I just thought of another really dumb thing I did, and now that I'm all healed up, 3 weeks later..... 

I have this brand-new lovely SUV, manual shift.  It's a little bit bigger than I expected, and I'm a lot bigger than average, so it's kind of hard for me to reach the parking brake when I'm sitting in the seat.  I always leave it in gear, so I'd gotten into the habit of crawling halfway into the car, then popping the brake and climbing in.   

One Sunday after church, I start climbing into the car, and pop the brake. It's slipped out of gear and starts to roll (I'm on a hill!).  I can't reach the brake pedal in time, so the car knocks me down, drags me along the parking lot a bit, then rolls over my foot and heads for the treeline!!  Fortunately, there *was* a tree in the way, and it stops the car.  I'm on the ground, surrounded by people. 

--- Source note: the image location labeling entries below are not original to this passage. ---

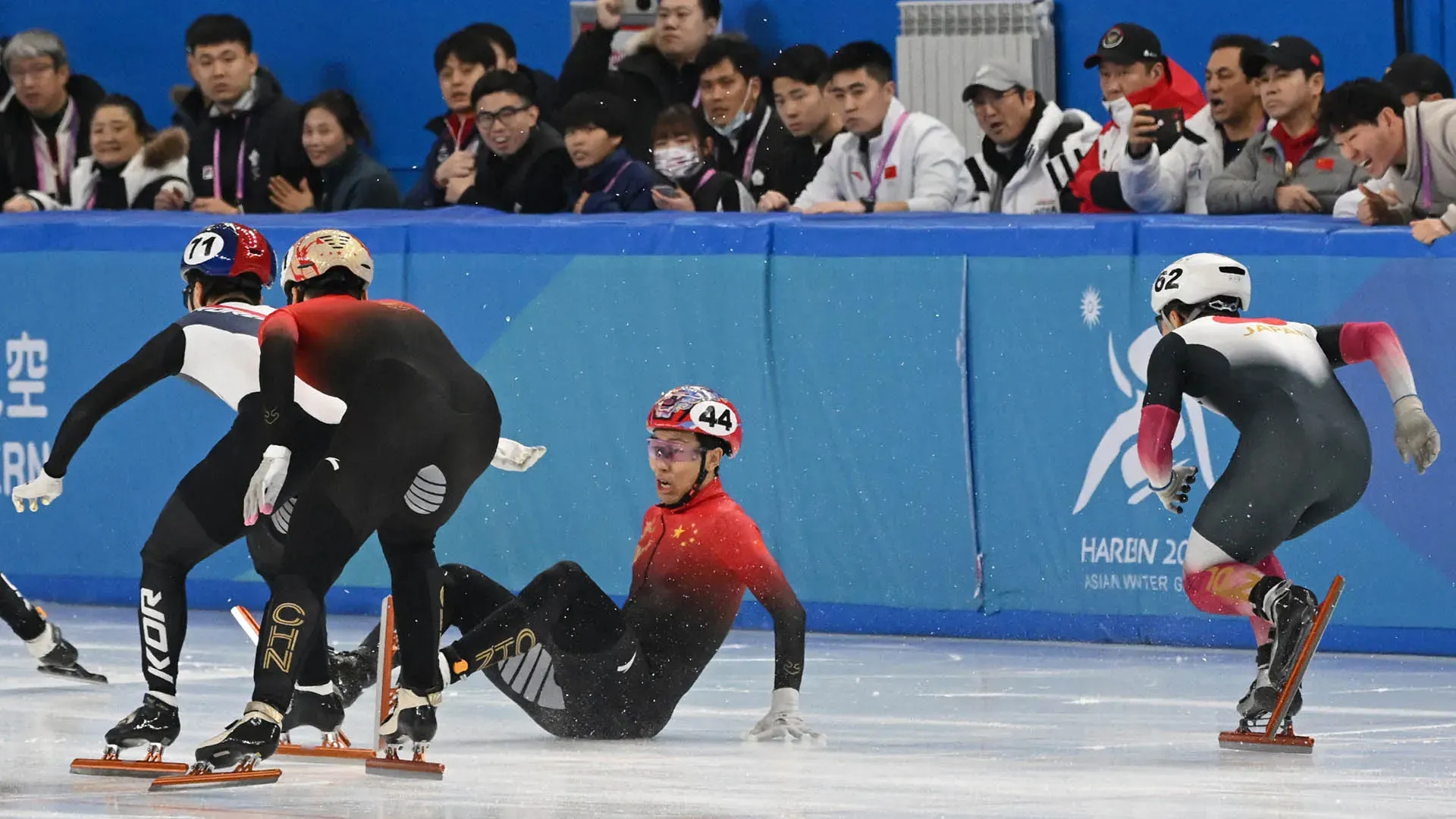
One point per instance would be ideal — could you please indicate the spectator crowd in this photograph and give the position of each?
(692, 120)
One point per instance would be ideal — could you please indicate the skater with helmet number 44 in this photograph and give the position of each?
(584, 668)
(1304, 453)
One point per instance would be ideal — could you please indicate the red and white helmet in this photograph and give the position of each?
(698, 410)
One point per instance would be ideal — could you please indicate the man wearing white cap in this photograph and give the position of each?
(1031, 148)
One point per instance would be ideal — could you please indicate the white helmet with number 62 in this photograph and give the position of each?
(1199, 279)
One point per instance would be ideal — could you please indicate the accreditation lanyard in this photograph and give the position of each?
(218, 162)
(884, 155)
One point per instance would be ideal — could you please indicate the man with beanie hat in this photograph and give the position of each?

The car has only a small crack in the rear bumper, and I have a big ouchie on one elbow, and bruises and batterings up and down my leg, but nothing's broken!!  (I had to call my dad and thank him for the Good Genes!).   
By the way, seeing a car roll like that is only funny on America's Funniest Home Videoes.  Not so funny when it's your brand-new car!

I now have a long shoelace tied to the parking brake release lever, and I am inside the car with foot firmly on brake before pulling the string.  Don't ask me why I didn't do this 3 months ago when I bought the car!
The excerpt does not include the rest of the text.